At the heart of these concerns is the long-term deterioration in the value of Medicare rebates for GP services.
A/Professor Owler said Medicare rebates had increased by an average 2.48 per cent a year in the past 30 years, completely outstripped by growth in the costs of providing quality medical care such as rents, training, staff costs, insurance, and equipment, and had been frozen for the past two years.
He said the erosion in the value of Medicare rebates had been exacerbated by the surge in bulk billing, to the extent that more than four out of every five patients seen by the nation’s GPs are bulk billed.
“The Medicare Benefit Schedule does not represent the true quality of quality primary health care,” the AMA President said. “It does not value the vital role of general practice in the health system.”
Under the AMA proposal, GPs would receive the $6.15 co-payment, injecting an extra $580 million into general practice, according to Government modelling.
A/Professor Owler said the much-needed injection of funds could relieve some of the competitive pressure on GPs to bulk bill and cut consultation times.
“If we continue to go down the path that we are, with 81 or 82 per cent of GP services being bulk billed, then what will happen is that we have this competition where the bulk billing signs do go up, and people are forced to bulk bill on the basis of competition,” he said.
“At the end of the day, that’s a bad thing for patients, because [it means] those practices are essentially just bulk billing and they have to adjust, eventually, the amount of time that they spend with patients, [which means] they can’t do the prevention, [the] chronic disease management.
“What we want to do is actually give them a break from that bulk billing competition, allow them to actually charge a fee that recognises more of the services that they are providing, and actually allows them to do the important work of prevention and chronic disease management that actually we want our GPs to do for the sustainability of the health care system.”
In its model, the AMA has effectively re-badged the $6.15 bulk billing incentive for metropolitan GP services ($9.25 in rural and regional areas) as a direct co-payment to GPs.
The AMA proposal includes a hefty incentive for GPs to charge the co-payment.
Where they charge the schedule fee plus the co-payment, GPs will receive the full A1 schedule rebate (currently $37.05 for a level B consultation), plus the co-payment (for a total payment of $43.20).

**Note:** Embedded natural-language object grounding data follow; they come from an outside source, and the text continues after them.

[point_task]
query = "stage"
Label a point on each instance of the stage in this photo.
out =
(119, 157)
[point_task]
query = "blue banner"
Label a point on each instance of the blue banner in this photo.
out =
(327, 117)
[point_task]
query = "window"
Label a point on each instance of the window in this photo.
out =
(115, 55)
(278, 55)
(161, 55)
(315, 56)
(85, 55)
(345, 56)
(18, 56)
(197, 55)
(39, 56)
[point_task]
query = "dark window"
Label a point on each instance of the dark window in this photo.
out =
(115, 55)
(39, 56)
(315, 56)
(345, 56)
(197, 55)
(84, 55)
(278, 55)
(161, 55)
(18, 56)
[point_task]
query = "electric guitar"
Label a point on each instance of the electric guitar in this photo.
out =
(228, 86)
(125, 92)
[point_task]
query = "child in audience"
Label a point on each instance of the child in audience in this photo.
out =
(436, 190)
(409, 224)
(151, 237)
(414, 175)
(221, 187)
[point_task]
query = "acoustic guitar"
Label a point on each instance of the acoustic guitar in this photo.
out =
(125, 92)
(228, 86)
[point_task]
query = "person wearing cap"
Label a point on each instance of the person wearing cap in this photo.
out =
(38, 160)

But if a GP decides to waive or reduce the co-payment, they would only be eligible for the A2 level schedule rebate (currently $21 for a level B consultation), meaning they would receive just $26.15 – a stiff $17.05 financial penalty.
A/Professor Owler said that there would inevitably be patients who were older than 16 years and did not hold a concession card but who had a reduced capacity to pay, such as low income families or those with complex and chronic conditions. He said people in these circumstances were known to their GP, and under the AMA model the family doctor would continue to look after them as happened under current arrangements.
The AMA President said the AMA was open to suggestions on ways to improve its co-payment model, not least from the Indigenous community.
“The AMA model is an attempt to support quality general practice,” he said. “It aims to allow GPs the opportunities to spend more time with patients to provide preventative health care and chronic disease management, and to place a value on the valuable service they provide.
“The focus is on the quality of the services, and this benefits the GP, the patient, and the broader health system.
“The AMA model is all about maximising the benefits of high-quality primary care and general practice, keeping people well, keeping people out of more expensive hospital care.”